该api用于多个张量堆叠到指定维度，注意与concat进行区别 参数如下 - x 输入张量，可以是单个张量，也可以是张量组成的列表 - axis 指定堆叠的维度

from paddle import fluid
import numpy as np
from paddle.fluid.dygraph.base import to_variable
with fluid.dygraph.guard():
    x_1= np.random.randn(1, 32, 24, 24).astype('float32')
    x_2= np.random.randn(1, 32, 24, 24).astype('float32')
    x_1 = to_variable(x_1)
    x_2 = to_variable(x_2)
    # 在第二维度上堆叠
    x = fluid.layers.stack([x_1, x_2], axis=1)
    print(x.shape)
输出:[1, 2, 32, 24, 24]

flatten

用于摊平张量 - x 输入张量 - axis 分割轴，也就是固定该维度，将其他维度展开

# x shape is [4, 4, 3]
out = fluid.layers.flatten(x=x, axis=2)# out shape is [16, 3]

cross_entropy

用于计算交叉熵损失，根据硬标签和软标签有不同的输入方式 - input 输入多维张量，最后一维是类别数 - label 输入input对应的标签值。若soft_label=False，要求label维度为 [N1,N2,...,Nk] 或 [N1,N2,...,Nk,1] ，数据类型为int64，且值必须大于等于0且小于D；若soft_label=True，要求label的维度、数据类型与input相同，且每个样本各软标签的总和为1。- soft_label (bool) – 指明label是否为软标签。
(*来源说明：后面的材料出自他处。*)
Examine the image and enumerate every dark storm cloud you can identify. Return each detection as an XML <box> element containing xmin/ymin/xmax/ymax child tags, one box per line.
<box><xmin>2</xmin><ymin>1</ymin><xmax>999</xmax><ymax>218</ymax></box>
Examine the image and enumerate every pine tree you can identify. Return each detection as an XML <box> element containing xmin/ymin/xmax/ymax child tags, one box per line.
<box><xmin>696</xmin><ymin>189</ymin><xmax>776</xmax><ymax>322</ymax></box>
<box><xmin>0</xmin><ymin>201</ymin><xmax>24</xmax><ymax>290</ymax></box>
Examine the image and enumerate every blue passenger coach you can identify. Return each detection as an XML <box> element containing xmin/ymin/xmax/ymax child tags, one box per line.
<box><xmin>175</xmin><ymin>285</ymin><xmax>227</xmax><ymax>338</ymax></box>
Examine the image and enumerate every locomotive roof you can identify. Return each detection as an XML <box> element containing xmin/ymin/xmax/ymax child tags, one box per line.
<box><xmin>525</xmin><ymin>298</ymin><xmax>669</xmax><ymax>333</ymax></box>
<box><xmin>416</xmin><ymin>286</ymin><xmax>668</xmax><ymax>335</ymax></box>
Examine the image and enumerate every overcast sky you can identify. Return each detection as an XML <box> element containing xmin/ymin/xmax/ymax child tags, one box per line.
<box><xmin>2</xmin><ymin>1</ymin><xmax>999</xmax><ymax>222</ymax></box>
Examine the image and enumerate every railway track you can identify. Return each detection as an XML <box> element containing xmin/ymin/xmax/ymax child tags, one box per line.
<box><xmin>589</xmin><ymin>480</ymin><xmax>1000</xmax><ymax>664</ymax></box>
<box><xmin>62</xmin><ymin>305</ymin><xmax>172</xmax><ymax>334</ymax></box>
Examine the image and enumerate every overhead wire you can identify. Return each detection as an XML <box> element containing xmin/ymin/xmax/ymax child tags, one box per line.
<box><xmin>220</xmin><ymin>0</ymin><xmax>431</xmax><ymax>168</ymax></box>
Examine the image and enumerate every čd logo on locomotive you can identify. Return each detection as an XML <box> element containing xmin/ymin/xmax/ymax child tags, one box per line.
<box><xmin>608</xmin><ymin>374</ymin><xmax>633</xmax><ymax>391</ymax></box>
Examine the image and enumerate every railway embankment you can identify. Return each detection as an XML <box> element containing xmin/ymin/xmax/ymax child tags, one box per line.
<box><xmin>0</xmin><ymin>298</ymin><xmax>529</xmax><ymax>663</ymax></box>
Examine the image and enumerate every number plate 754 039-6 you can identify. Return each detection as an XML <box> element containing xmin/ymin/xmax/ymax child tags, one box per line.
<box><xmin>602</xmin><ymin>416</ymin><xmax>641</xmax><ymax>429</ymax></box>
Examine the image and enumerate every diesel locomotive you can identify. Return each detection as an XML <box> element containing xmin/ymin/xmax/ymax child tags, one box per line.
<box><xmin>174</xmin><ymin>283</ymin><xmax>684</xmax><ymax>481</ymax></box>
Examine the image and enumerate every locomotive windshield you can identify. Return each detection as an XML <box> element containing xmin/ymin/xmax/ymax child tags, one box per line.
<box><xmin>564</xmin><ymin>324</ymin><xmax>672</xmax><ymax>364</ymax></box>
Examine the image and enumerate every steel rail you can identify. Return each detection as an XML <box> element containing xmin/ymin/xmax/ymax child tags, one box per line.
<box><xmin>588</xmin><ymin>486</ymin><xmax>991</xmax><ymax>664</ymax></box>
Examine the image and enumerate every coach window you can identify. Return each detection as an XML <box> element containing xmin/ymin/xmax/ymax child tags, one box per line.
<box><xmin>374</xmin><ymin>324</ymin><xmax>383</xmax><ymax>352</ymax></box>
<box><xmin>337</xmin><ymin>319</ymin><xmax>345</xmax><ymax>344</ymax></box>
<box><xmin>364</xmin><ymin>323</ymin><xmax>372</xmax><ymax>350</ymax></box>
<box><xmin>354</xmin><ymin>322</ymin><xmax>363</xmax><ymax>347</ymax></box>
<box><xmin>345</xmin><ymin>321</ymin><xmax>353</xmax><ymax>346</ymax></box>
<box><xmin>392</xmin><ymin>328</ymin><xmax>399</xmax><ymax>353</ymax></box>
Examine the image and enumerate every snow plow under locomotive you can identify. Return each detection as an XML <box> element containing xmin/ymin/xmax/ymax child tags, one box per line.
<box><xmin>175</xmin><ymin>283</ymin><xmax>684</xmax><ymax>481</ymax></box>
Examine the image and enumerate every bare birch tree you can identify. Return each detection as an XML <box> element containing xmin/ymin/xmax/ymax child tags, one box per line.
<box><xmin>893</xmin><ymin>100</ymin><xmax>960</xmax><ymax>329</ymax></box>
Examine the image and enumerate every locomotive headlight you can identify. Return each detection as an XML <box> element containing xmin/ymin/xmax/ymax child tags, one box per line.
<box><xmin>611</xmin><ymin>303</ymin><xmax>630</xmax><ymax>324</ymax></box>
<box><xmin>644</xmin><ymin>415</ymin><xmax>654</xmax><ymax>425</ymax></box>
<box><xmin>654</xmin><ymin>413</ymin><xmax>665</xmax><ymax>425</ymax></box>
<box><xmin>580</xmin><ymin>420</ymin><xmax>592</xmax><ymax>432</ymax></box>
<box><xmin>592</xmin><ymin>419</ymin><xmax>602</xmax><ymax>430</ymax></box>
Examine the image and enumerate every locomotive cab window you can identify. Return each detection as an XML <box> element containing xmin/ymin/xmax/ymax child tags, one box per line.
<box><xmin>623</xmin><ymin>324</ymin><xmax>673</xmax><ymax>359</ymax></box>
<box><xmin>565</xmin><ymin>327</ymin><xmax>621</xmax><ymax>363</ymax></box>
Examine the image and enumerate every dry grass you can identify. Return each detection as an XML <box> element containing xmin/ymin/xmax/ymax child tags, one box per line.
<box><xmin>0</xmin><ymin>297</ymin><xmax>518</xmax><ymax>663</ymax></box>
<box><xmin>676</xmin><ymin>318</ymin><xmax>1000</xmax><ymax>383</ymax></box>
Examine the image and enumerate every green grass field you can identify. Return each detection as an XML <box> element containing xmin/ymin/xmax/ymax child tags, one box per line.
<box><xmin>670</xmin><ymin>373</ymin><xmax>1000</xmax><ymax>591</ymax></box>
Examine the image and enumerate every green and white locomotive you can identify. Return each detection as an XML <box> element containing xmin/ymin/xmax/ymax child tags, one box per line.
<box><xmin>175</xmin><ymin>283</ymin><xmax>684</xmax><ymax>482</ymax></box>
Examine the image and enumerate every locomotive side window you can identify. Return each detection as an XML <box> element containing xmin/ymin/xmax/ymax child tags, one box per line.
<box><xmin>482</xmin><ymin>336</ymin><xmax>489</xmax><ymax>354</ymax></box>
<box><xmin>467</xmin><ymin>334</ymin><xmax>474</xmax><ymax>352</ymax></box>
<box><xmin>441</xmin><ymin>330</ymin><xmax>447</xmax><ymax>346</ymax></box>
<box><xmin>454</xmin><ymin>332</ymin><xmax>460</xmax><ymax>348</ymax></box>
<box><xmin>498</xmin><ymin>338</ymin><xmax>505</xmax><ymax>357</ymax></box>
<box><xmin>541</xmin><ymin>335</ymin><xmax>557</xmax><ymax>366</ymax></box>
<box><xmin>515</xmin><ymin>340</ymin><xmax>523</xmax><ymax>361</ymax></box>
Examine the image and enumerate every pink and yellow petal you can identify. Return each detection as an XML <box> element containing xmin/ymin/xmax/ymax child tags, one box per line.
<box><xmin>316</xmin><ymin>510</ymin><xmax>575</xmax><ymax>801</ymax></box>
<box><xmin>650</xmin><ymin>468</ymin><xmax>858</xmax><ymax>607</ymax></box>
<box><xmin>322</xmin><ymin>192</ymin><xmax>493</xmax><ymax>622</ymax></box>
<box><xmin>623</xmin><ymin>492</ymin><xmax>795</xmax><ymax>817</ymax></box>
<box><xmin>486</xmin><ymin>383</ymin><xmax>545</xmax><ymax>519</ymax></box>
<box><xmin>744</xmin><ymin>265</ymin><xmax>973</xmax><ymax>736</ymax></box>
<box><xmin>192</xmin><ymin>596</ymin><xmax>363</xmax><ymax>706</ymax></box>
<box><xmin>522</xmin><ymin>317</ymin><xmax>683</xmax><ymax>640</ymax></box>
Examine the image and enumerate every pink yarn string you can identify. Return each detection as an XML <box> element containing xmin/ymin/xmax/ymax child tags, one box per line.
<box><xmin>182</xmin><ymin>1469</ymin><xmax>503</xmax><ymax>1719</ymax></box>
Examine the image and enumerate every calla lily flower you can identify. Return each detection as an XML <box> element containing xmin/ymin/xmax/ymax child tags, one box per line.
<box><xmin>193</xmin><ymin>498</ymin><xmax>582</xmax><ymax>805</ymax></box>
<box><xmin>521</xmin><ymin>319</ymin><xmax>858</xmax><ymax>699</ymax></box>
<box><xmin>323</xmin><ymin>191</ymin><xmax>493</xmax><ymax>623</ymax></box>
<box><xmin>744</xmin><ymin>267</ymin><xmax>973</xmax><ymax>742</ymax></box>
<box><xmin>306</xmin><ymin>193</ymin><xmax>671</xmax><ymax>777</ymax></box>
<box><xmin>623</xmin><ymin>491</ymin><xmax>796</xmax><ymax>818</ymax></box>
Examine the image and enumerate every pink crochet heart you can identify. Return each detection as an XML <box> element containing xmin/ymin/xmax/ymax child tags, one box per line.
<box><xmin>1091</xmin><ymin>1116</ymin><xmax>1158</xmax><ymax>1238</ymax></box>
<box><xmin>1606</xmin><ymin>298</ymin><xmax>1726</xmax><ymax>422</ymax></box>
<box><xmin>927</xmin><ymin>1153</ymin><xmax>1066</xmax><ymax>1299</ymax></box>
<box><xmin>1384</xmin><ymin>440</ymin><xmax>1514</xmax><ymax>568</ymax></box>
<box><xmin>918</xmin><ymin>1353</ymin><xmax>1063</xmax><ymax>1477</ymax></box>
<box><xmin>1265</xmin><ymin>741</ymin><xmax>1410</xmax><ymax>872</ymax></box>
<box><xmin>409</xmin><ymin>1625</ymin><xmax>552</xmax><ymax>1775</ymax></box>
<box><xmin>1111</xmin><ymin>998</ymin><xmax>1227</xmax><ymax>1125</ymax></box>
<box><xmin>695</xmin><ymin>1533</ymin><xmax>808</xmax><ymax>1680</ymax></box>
默认为False，表示label为硬标签；若soft_label=True则表示软标签。

先看下计算soft label
from paddle import fluid as fluid
import numpy as np
from paddle.fluid.dygraph.base import to_variable

with fluid.dygraph.guard():
    x = np.array([[0.35, 0.65]]).astype('float32')
    # 若soft_label=True，要求label的维度、数据类型与input相同，且每个样本各软标签的总和为1。
    label = np.array([[0.1, 0.9]]).astype('float32')
    x = to_variable(x)
    label = to_variable(label)
    loss = fluid.layers.cross_entropy(x, label, soft_label=True)
    # 将loss张量转化为numpy格式
    print("softloss is", loss.numpy())
输出:
softloss is [[0.49268687]]

我们再看一下计算硬标签，也就是one-hot

with fluid.dygraph.guard():
    x = np.array([[0.35, 0.65]]).astype('float32')
    label = np.array([0]).astype('int64')
    x = to_variable(x)
    label = to_variable(label)
    loss = fluid.layers.cross_entropy(x, label)
    # 将loss张量转化为numpy格式
    print("hardloss is", loss.numpy())
输出为:
hardloss is [1.0498221]

关于参数初始化

我们可以在层中对权重进行初始化，使用到的模块是fluid.initializer（初始化类）和fluid.ParamAttr（参数属性类）限于篇幅，这里只提供一个使用Xavier初始化卷积层的简单示例

def conv3x3(in_planes, out_planes, stride=1):
    return Conv2D(in_planes,
                  out_planes,
                  filter_size=3,
                  stride=stride,
                  padding=1,
                  param_attr=ParamAttr(initializer=Xavier()))

实战：编写一个SEBlock

SEBlock是最简单的注意力模块，下面我们使用paddle编写一下在paddle动态图中，编写网络模块需要继承fluid.dygraph.Layer类并在该类的init方法内部定义好层，在forward函数内，编写前向传播的逻辑

from paddle import fluid as fluid
from paddle.fluid.dygraph import Conv2D, Pool2D, Linear, BatchNorm, Sequential
class SELayer(fluid.dygraph.Layer):
    def __init__(self, channel, reduction=4):
        super(SELayer, self).__init__()
        # 定义全局池化层
        self.avg_pool = Pool2D(global_pooling=True, pool_type='avg')
        # 使用Sequential顺序容器，定义两层缩放的全连接层，第一个全连接层由relu激活，第二个全连接层由sigmoid激活
        self.fc = fluid.dygraph.Sequential(
            (Linear(channel, channel // reduction, act='relu')),
            (Linear(channel // reduction, channel, act='sigmoid'))
        )

    def forward(self, x):
        # 编写前向传播计算逻辑
        batch, channel, _, __ = x.shape
        y = self.avg_pool(x)
        y = fluid.layers.flatten(y)
        y = self.fc(y)
        y = fluid.layers.reshape(y, shape=(batch, channel, 1, 1))
        # 最后将y与x对应元素相乘
        return fluid.layers.elementwise_mul(x, y)

实战：编写Resnet18

这是个非常经典的小网络，我们从基本块开始构建，最后组装到Resnet18上

from paddle import fluid
import numpy as np
from paddle.fluid.dygraph.base import to_variable
from paddle.fluid import dygraph as dygraph
from paddle.fluid.dygraph import BatchNorm, Conv2D, Sequential, Pool2D
from paddle.fluid.layers import relu


class BasicBlock(dygraph.Layer):
    def __init__(self, in_channels, out_channels, stride=1):
        super(BasicBlock, self).__init__()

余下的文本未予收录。